Image: Nuthawut Somsuk, Getty Images/iStockphoto

I visited the Athenaeum Library in Providence, RI, a couple of years ago. Started in 1831, the Athenaeum houses a fine collection of rare and very brittle manuscripts dating back to the 18th century. The library is superbly curated. Much love and care has gone into preserving invaluable books and treatises that the public can enjoy.

In the big data world, curation is important, too. Curation is a necessary part of data management with an end goal very similar to that of the Athenaeum’s: To render information useful and to take the necessary steps to preserve it.

SEE: The data scientist job interview: Questions to expect and questions to ask (free PDF) (TechRepublic)

I first wrote about the importance of curation for big data in August 2016.

IDC now expects worldwide big data analytics revenue to be at $274.3 billion by 2022—but the 2018 research reveals that as much as 73% of corporate data goes unused.

In short, at most organizations, it seems that no one is actively curating data, determining which data and data combinations are most useful, and getting the most value out of data for analytics.

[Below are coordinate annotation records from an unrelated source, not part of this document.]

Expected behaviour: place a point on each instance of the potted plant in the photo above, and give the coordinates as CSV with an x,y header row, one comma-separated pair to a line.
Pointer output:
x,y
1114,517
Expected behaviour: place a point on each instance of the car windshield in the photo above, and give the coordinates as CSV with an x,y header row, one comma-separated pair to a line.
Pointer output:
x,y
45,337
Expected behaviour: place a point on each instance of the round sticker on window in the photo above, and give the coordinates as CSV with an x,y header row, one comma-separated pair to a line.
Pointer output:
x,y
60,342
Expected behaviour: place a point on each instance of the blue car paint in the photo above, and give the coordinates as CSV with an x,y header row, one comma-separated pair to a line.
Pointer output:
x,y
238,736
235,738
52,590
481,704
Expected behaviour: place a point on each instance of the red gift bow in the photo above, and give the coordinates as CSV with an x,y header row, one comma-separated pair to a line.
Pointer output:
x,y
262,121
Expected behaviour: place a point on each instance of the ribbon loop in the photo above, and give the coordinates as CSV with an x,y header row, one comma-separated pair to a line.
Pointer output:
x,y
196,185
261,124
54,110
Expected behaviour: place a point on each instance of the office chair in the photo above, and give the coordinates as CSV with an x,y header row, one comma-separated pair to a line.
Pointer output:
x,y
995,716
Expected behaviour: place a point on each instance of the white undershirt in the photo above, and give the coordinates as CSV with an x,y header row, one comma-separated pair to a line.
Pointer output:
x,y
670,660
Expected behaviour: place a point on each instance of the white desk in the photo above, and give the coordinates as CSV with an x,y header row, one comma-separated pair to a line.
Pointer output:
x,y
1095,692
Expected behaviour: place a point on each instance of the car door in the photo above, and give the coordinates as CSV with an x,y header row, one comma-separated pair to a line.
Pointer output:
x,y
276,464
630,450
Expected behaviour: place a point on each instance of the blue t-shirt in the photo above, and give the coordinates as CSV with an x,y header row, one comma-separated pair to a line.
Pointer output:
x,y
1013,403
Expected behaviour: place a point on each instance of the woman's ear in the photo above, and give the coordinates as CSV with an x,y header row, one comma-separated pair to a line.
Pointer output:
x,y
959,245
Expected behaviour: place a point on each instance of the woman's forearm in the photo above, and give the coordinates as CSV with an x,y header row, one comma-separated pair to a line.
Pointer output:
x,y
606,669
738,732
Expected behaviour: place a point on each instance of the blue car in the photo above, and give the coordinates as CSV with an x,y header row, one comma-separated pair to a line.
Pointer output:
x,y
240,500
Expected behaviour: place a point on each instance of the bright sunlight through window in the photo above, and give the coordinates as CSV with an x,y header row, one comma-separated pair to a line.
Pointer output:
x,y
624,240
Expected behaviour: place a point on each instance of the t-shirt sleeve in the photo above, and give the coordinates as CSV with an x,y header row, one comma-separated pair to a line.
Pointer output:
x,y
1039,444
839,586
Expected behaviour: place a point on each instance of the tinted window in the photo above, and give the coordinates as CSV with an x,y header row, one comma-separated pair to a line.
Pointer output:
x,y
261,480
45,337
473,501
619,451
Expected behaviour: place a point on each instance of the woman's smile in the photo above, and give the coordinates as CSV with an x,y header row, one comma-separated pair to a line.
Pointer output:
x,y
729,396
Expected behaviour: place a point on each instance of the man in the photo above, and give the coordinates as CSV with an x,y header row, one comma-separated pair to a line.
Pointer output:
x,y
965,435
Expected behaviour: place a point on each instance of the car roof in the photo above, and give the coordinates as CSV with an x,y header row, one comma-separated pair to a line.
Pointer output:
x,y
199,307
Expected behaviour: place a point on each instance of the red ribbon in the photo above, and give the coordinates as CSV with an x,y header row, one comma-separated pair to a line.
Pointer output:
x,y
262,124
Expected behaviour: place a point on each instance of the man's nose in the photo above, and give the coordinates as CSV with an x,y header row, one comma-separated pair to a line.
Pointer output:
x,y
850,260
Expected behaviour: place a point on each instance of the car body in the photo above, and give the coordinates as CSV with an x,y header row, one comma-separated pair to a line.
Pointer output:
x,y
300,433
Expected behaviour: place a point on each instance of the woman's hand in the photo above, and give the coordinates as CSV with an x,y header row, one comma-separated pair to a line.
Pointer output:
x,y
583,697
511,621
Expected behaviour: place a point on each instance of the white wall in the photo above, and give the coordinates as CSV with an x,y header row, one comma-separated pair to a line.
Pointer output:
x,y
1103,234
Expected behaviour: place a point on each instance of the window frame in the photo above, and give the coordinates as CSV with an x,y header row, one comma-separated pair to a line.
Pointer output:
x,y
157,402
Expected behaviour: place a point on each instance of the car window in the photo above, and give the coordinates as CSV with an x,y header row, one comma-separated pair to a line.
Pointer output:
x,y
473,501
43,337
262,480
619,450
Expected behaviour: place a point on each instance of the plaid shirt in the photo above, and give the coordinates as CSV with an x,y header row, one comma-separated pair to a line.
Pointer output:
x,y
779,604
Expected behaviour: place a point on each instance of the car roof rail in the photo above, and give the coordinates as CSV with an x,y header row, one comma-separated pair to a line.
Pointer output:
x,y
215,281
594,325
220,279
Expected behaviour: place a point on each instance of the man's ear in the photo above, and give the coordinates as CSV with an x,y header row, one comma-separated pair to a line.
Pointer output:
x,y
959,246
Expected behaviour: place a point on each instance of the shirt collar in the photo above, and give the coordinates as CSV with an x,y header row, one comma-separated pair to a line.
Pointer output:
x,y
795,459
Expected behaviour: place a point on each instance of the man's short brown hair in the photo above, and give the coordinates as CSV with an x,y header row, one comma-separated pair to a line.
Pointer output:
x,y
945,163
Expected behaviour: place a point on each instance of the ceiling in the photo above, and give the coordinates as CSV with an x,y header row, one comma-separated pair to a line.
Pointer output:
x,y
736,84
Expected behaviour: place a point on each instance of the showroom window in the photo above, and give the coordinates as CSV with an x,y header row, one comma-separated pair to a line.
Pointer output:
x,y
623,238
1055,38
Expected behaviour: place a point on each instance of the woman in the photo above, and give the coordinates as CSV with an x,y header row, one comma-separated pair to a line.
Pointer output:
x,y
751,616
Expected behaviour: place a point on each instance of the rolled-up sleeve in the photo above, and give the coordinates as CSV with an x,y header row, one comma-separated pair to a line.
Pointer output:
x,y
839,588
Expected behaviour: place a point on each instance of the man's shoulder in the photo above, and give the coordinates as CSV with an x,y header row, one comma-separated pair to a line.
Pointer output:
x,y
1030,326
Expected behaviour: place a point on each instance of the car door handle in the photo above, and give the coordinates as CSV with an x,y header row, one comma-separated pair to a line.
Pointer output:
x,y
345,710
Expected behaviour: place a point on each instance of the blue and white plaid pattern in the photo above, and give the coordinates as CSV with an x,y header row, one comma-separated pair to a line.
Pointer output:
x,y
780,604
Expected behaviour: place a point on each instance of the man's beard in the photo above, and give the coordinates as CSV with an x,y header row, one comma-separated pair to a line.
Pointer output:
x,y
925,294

Kelly Stirman, vice president of strategy and chief marketing officer at Dremio, which delivers data query tools for data lakes, wrote about this last year.He said data curation is a gap in data management because it’s not regularly performed by the business analysts, IT engineers, and data scientists that manage data.

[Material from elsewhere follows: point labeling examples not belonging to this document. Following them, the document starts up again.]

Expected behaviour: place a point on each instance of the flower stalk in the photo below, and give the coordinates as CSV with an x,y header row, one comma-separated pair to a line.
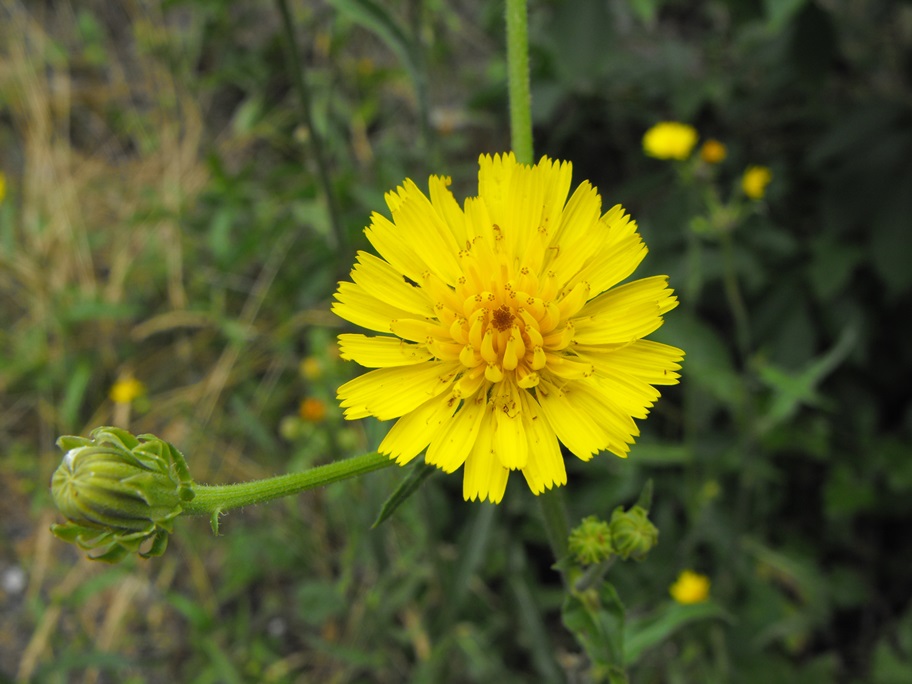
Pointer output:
x,y
121,493
518,80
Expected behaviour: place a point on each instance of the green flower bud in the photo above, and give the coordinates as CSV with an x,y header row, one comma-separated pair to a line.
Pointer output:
x,y
590,542
119,491
632,533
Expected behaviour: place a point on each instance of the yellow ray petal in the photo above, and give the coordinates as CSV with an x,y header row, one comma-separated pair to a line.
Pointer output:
x,y
579,432
381,352
653,289
392,392
649,361
494,174
387,239
427,234
545,466
447,207
510,444
382,281
624,313
577,238
450,449
484,477
363,309
613,264
415,430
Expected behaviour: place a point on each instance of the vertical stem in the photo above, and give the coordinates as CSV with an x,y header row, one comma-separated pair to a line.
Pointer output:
x,y
298,78
518,78
735,300
554,516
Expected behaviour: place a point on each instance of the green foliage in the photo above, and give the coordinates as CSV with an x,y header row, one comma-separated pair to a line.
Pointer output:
x,y
163,219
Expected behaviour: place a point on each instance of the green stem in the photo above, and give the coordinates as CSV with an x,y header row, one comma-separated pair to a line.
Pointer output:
x,y
211,499
554,516
298,78
735,300
518,79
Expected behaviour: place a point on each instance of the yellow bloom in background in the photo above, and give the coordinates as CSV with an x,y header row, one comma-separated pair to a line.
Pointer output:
x,y
713,152
509,336
312,410
126,390
690,587
670,140
312,368
755,180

“Data curators fill this gap and streamline the process of sourcing, organizing, and accelerating data for analysis,” Stirman said. “They know the data and understand the analytics workloads better than data engineers because they are closer to the business units. Data curators also have a good understanding of the types of systems that store the data and the types of tools that can be used for processing the data, even if they are not practitioners of these technologies themselves. They have up-to-date knowledge about data sets, their provenance, and what data curation is needed.”

SEE: Prescriptive analytics: An insider’s guide (free PDF) (TechRepublic)

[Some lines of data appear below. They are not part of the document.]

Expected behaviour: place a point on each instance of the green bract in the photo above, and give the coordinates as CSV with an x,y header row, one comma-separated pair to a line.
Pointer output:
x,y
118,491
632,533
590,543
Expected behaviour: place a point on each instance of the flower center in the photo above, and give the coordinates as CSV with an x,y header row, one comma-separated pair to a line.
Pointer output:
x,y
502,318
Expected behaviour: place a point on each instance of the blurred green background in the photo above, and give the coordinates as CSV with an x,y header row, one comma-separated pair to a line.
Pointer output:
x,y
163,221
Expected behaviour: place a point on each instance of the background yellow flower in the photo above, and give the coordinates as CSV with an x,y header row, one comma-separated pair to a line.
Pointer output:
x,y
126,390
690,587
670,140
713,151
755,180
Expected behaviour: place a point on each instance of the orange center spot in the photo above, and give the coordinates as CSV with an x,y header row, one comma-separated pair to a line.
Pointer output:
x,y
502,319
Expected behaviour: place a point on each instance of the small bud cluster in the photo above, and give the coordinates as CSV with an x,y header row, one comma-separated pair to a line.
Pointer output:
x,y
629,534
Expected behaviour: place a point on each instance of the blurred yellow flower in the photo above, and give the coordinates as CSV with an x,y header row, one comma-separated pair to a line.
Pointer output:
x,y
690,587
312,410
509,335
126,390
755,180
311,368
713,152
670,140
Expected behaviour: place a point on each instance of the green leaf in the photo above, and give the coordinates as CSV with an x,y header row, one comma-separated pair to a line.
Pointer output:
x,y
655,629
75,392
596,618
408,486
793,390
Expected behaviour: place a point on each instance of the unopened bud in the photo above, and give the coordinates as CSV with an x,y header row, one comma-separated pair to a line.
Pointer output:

Where does data curation fit into organizations? Stirman said being a data curator is a new role and that curation could be performed by a business analyst, a data engineer, or even a data scientist.

I argue that a good place for data curation is in the database group, since this group is all about the data and has a thorough technical understanding of where the data resides, and knows the relationships between different datasets and databases.

What a data curator adds to the database function is a contextual understanding of the business and of the data that matters most. This enriches the business knowledge of data and data combinations in the database group, and for the company overall. Data curation can also identify data that is of relatively little use and eliminate it.

SEE: Building an effective data science team: A guide for business and tech leaders (free PDF) (TechRepublic)

For the data curation function to succeed in organizations, CIOs and database administrators must actively support the function and the person—an initial challenge for any new role that is trying to establish itself. But if they do, the quality of their big data analytics will improve.

“Few (organizations) curate their data wisely, identifying only the best data and communicating it effectively, so all stakeholders can move forward with confidence,” said Divya Singh, a big data developer. “When you take this approach, your data becomes more than just data. It becomes a powerful tool that leads to better outcomes.”